When a new resident moves into the center, Walton likes to meet with them to discuss their diets, preferences, and any restrictions they may have. Each resident has different likes and dislikes, Walton said it’s important to understand what dining services can do to make their stay as comfortable as possible.
“It is hard sometimes because some of them are on restricted diets and they don’t know sometimes what to eat, what not to eat, how to follow it, so education is involved in that too. You have to educate them on what their diet is, what they can have, what they can’t. It’s a healthcare facility so they’re here to get better so you want to be a part of that,” Walton said.
The residents get meal plans in a four-week cycle so they can pick which they would prefer ahead of time. That helps the kitchen staff understand how to best prepare meals for 140 residents. But just because there’s a 140 mouths to feed, doesn’t mean the food can’t be unique and delicious.
“It’s definitely that one-on-one attention you have to give them. You can’t just treat them as a blank slate across-the-board.
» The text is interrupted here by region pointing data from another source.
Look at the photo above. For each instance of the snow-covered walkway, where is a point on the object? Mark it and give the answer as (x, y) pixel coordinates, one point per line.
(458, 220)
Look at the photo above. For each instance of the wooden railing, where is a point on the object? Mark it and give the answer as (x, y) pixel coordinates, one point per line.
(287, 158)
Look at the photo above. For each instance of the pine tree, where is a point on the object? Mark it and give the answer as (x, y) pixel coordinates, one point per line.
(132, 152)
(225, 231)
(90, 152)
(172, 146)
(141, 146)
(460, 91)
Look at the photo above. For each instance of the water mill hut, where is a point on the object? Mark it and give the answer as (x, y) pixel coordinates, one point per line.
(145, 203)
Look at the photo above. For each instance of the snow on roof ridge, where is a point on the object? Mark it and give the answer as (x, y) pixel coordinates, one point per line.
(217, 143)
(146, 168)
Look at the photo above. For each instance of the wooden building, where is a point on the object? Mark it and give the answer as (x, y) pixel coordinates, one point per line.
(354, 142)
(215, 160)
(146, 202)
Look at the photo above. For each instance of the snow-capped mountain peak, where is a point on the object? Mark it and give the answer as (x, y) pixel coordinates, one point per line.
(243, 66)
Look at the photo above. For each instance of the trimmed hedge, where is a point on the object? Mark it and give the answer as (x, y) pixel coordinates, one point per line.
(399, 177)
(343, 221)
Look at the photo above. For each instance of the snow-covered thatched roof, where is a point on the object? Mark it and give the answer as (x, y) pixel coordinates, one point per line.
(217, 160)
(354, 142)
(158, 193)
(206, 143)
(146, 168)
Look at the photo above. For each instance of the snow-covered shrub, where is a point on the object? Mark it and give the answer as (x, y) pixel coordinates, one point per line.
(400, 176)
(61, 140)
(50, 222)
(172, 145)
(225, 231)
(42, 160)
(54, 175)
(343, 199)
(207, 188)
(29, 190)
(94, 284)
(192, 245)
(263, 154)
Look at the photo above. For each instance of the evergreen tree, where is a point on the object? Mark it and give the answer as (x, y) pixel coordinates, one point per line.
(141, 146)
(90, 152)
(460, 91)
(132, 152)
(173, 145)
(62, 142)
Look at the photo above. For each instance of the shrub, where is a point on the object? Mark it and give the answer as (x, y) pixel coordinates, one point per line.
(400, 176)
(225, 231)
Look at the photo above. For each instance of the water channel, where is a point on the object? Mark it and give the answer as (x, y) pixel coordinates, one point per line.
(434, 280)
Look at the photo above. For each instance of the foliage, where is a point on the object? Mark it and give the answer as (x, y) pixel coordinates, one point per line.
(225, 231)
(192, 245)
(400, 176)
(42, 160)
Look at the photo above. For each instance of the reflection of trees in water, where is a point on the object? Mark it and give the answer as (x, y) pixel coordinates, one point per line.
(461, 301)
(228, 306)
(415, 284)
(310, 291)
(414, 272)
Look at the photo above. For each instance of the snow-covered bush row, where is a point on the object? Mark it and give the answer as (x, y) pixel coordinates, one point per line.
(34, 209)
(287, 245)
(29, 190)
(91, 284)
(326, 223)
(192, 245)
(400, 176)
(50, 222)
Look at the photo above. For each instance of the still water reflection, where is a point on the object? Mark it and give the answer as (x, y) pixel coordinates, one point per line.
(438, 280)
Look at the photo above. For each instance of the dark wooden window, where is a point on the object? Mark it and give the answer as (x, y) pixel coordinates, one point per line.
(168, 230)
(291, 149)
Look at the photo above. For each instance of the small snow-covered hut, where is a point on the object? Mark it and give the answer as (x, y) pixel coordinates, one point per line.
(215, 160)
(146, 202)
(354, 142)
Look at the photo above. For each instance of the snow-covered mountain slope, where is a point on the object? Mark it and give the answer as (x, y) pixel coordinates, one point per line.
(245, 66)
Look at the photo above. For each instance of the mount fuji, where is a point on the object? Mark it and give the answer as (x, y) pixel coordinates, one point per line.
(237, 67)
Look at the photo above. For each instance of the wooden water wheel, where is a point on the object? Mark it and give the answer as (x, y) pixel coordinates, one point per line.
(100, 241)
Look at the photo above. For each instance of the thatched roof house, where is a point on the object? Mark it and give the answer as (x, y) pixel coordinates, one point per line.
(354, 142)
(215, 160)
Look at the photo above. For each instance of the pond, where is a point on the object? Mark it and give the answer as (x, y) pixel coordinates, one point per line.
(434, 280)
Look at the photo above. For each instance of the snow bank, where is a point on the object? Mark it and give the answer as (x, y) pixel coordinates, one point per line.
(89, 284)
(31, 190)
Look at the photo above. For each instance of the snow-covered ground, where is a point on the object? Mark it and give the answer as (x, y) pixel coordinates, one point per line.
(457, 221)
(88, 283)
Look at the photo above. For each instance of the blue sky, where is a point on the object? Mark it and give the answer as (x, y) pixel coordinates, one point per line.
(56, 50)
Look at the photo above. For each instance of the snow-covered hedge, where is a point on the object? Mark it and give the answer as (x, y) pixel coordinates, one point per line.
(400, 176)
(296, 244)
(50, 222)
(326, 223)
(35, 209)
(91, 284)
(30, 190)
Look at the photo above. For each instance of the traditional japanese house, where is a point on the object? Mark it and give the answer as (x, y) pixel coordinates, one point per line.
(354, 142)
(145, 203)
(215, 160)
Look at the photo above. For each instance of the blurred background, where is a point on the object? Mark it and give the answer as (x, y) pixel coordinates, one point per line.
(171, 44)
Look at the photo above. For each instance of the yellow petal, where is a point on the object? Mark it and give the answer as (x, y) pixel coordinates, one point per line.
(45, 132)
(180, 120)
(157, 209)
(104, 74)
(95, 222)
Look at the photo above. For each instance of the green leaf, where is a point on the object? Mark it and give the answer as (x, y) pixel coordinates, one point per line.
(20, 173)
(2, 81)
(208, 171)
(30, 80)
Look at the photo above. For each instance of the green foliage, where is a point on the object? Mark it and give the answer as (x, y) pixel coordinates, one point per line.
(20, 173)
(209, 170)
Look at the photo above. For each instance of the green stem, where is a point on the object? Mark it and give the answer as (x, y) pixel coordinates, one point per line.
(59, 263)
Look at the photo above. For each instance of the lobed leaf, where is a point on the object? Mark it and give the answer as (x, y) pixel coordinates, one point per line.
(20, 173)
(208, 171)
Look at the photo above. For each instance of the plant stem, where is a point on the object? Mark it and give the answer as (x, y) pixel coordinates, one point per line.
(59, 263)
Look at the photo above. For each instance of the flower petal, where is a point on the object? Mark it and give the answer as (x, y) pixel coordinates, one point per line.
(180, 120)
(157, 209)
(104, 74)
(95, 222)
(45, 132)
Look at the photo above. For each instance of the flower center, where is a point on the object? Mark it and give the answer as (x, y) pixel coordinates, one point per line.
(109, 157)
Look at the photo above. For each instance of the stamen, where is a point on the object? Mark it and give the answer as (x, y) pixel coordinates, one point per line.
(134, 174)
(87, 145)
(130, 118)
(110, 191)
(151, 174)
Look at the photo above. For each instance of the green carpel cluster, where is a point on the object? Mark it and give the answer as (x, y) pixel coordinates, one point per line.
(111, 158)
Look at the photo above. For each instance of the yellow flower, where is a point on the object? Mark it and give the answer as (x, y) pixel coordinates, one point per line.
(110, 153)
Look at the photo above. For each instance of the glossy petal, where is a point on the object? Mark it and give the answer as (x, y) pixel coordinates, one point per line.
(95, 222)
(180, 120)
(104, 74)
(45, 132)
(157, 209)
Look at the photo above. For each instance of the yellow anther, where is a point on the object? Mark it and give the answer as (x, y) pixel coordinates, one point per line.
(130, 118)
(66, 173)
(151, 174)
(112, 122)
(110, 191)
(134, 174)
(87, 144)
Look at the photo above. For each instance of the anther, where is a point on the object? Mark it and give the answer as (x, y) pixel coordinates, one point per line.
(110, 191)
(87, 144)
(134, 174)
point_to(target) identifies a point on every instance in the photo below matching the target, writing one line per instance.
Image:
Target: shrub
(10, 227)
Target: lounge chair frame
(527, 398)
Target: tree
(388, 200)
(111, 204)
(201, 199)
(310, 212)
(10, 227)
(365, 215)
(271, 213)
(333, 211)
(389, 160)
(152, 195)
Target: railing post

Everybody has their own likes and dislikes,” he said. “You can add stuff to the food. You can make it taste good. Create things.”
While there are recipes for the teams, Walton said each cook puts their own little spin on things based on the population they serve. The Worcester team incorporates Spanish-inspired cuisine into their menu to serve their large Spanish-speaking population.
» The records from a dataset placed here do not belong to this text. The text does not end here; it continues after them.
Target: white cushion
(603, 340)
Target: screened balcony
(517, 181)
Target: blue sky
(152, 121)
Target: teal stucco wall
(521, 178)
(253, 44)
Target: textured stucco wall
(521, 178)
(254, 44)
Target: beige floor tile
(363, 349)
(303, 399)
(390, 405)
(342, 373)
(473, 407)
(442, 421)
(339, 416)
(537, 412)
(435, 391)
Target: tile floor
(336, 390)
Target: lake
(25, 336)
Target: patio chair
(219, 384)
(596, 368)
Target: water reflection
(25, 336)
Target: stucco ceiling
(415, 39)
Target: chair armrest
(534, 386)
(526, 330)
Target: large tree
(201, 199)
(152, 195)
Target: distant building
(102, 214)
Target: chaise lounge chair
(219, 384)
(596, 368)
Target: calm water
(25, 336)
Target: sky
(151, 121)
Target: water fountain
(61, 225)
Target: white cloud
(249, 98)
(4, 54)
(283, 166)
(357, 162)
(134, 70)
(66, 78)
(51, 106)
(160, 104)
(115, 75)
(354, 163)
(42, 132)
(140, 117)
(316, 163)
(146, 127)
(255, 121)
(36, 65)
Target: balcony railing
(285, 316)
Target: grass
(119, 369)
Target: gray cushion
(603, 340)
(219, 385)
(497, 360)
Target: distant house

They also take the feedback of residents into the kitchen. If residents have meal suggestions, the dining team will try and make change happen. Walton said if he wasn’t doing what he’s doing now, he would be teaching others about cooking.
“I love to teach. I love to train. I enjoy my regional role, I get to go to other buildings and work with other directors and show them things I know,” he said.
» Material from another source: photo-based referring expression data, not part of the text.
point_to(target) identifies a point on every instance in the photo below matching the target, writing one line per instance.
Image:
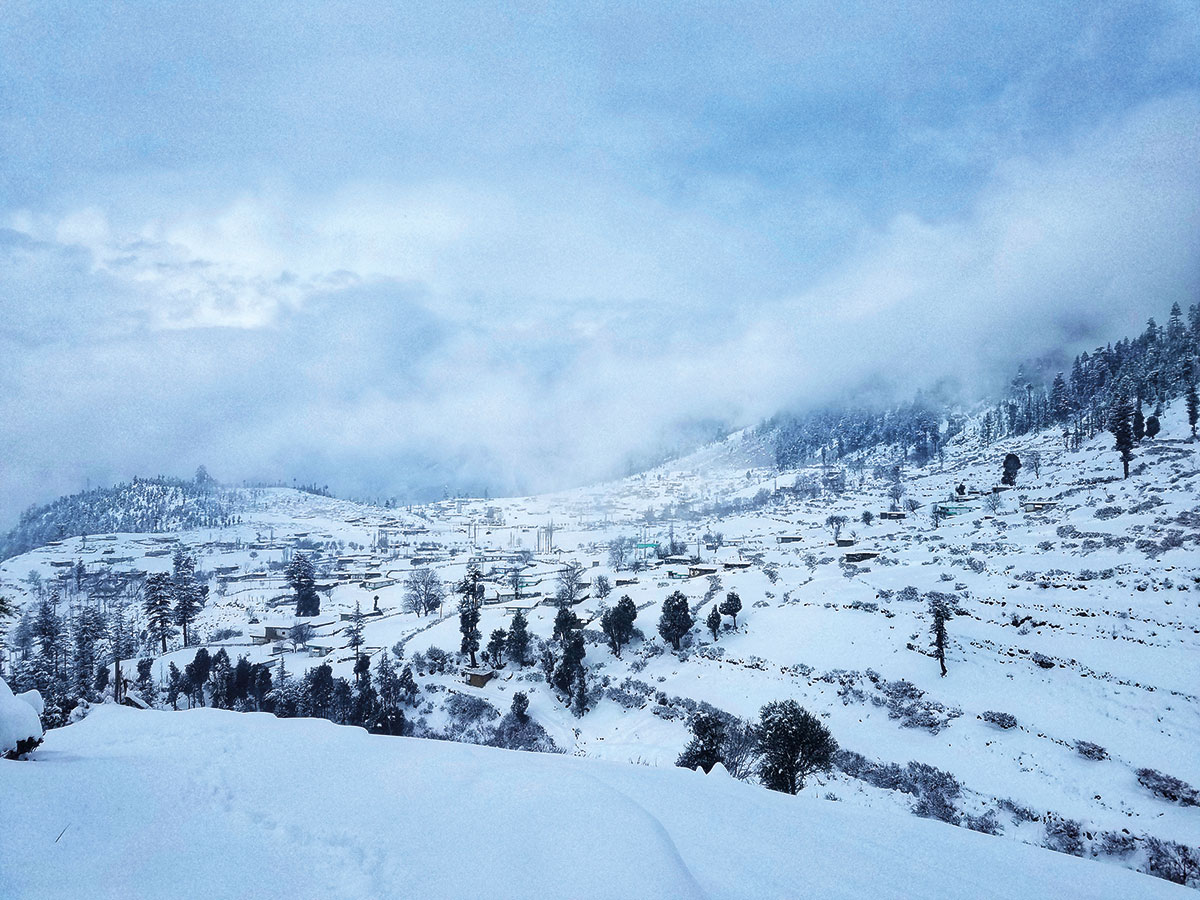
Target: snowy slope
(215, 804)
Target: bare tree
(424, 592)
(835, 523)
(1033, 460)
(570, 581)
(299, 635)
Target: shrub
(1117, 844)
(1065, 835)
(1168, 787)
(1173, 862)
(1001, 720)
(983, 823)
(468, 709)
(1091, 751)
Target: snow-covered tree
(793, 745)
(676, 619)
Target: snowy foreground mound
(217, 804)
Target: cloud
(514, 251)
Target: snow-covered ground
(1081, 621)
(216, 804)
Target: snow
(1122, 627)
(18, 718)
(208, 803)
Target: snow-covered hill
(210, 803)
(1073, 660)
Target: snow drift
(209, 803)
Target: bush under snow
(21, 729)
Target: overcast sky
(390, 246)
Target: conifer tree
(496, 647)
(570, 664)
(940, 609)
(1193, 403)
(732, 606)
(565, 622)
(580, 696)
(676, 619)
(520, 707)
(89, 631)
(159, 610)
(303, 579)
(354, 635)
(173, 685)
(705, 748)
(617, 624)
(468, 625)
(187, 594)
(1121, 425)
(714, 621)
(519, 639)
(793, 745)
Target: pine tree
(676, 619)
(89, 631)
(147, 688)
(1120, 424)
(496, 647)
(48, 633)
(565, 622)
(468, 625)
(354, 634)
(732, 606)
(520, 707)
(1193, 403)
(519, 639)
(189, 595)
(570, 664)
(408, 687)
(1060, 400)
(221, 679)
(714, 621)
(580, 696)
(159, 610)
(303, 579)
(940, 609)
(174, 679)
(617, 624)
(793, 745)
(706, 745)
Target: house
(324, 646)
(132, 699)
(861, 556)
(520, 604)
(954, 509)
(478, 677)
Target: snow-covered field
(1080, 621)
(210, 803)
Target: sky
(397, 247)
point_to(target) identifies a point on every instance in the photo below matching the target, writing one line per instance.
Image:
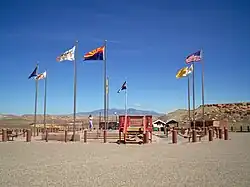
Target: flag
(34, 73)
(190, 70)
(124, 87)
(195, 57)
(183, 72)
(67, 55)
(96, 54)
(107, 85)
(41, 76)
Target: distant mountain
(113, 111)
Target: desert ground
(217, 163)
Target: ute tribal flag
(41, 76)
(195, 57)
(183, 72)
(67, 55)
(96, 54)
(34, 73)
(124, 87)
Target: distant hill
(236, 113)
(113, 111)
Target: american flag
(195, 57)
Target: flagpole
(189, 114)
(193, 98)
(75, 75)
(105, 77)
(107, 91)
(202, 85)
(45, 101)
(35, 113)
(126, 99)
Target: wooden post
(105, 136)
(225, 134)
(4, 135)
(120, 137)
(194, 136)
(210, 135)
(174, 136)
(217, 132)
(220, 133)
(205, 131)
(85, 136)
(65, 135)
(28, 137)
(46, 135)
(17, 130)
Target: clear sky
(147, 43)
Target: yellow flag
(182, 72)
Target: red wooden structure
(135, 128)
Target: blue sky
(147, 43)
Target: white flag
(67, 55)
(190, 69)
(41, 76)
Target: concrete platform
(61, 136)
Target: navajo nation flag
(195, 57)
(96, 54)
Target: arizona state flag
(96, 54)
(34, 73)
(183, 72)
(124, 87)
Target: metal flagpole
(36, 93)
(45, 102)
(193, 98)
(202, 85)
(189, 114)
(107, 92)
(126, 100)
(126, 103)
(75, 75)
(105, 78)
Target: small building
(172, 123)
(159, 125)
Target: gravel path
(217, 163)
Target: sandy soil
(217, 163)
With his background in hotels and restaurants, he aims to serve residents three meals a day that would be found in those settings.
Walton would get more inspiration to switch industries the more he visited his grandmother who lived in a nursing home. Working in restaurants and hotels, he said there was no connection with the people he served. Now, he can get feedback and learn about the people eating his meals each and every day. He had worked for another nursing home company before joining Athena and has stuck around for almost two decades because he’s invested in Worcester. He calls it his “second home.”
Years ago, the center had a contract with a nearby hospital for food service, which ended when Walton joined the team. With a new kitchen at his helm, he was ready to serve dishes to the residents. He proudly said he still works with many of the same people as he did when he joined years ago.
He has two bachelor’s degrees from Newbury College in culinary arts and food service management, respectively.